En estos meses he visto cómo la conversación sobre inteligencia artificial gira casi siempre alrededor de la palabra “automatización”. Parece que la promesa más seductora es producir más, más rápido y con menos esfuerzo. Y sí, eso puede sonar atractivo en los números, pero la verdad es que también es un arma de doble filo.

Cuando automatizamos sin pensar en el propósito detrás, corremos el riesgo de vaciar de sentido lo que hacemos. Es muy fácil caer en la trampa de usar la IA como un atajo: correos genéricos que nadie lee, contenidos que parecen copiados de otros, interacciones con clientes que suenan impersonales. Todo eso termina en un resultado eficiente en apariencia, pero débil en impacto.

Hoy, cualquier persona —sea experta en tecnología o completamente principiante— puede generar en segundos una selfie con Messi en la luna o una foto de Taylor Swift en Marte. Esa democratización es fascinante y, para muchos, el primer paso a un uso exponencial de la IA. El problema es que si nos quedamos solo en esa superficie, lo que obtenemos es volumen, pero no necesariamente valor.

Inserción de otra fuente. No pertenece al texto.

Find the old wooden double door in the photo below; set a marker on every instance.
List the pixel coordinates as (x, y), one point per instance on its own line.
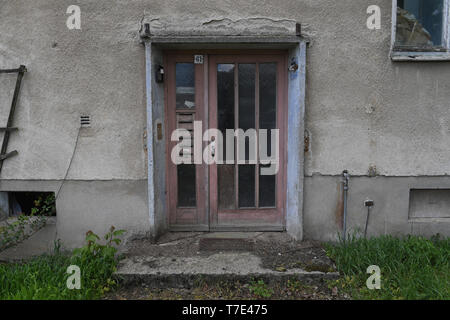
(231, 90)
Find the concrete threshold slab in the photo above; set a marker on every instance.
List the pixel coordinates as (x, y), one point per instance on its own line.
(187, 272)
(184, 264)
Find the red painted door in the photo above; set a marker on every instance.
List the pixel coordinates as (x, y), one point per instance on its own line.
(244, 98)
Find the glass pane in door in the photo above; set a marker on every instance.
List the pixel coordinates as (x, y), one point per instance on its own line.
(267, 120)
(225, 112)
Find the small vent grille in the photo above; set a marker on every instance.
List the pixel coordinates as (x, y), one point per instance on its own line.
(85, 121)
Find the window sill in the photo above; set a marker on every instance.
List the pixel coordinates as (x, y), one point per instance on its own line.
(419, 56)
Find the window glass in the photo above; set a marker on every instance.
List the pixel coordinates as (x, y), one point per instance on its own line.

Lo que realmente importa no es la velocidad ni la cantidad, sino la relevancia. La inteligencia artificial debería estar ahí para potenciar la creatividad, para amplificar las ideas, no para sustituirlas. Cada marca, cada comunicación y cada interacción necesita una narrativa que la sostenga, un porqué que conecte. De lo contrario, estamos dejando que la automatización se convierta en ruido.

Creo que el reto no es producir más, sino producir con sentido. La IA es una herramienta valiosa, siempre y cuando recordemos que la tecnología no reemplaza al criterio, ni mucho menos a la empatía. Porque lo que conecta al final no son los procesos automáticos, sino la capacidad de hablarle a las personas de una manera auténtica.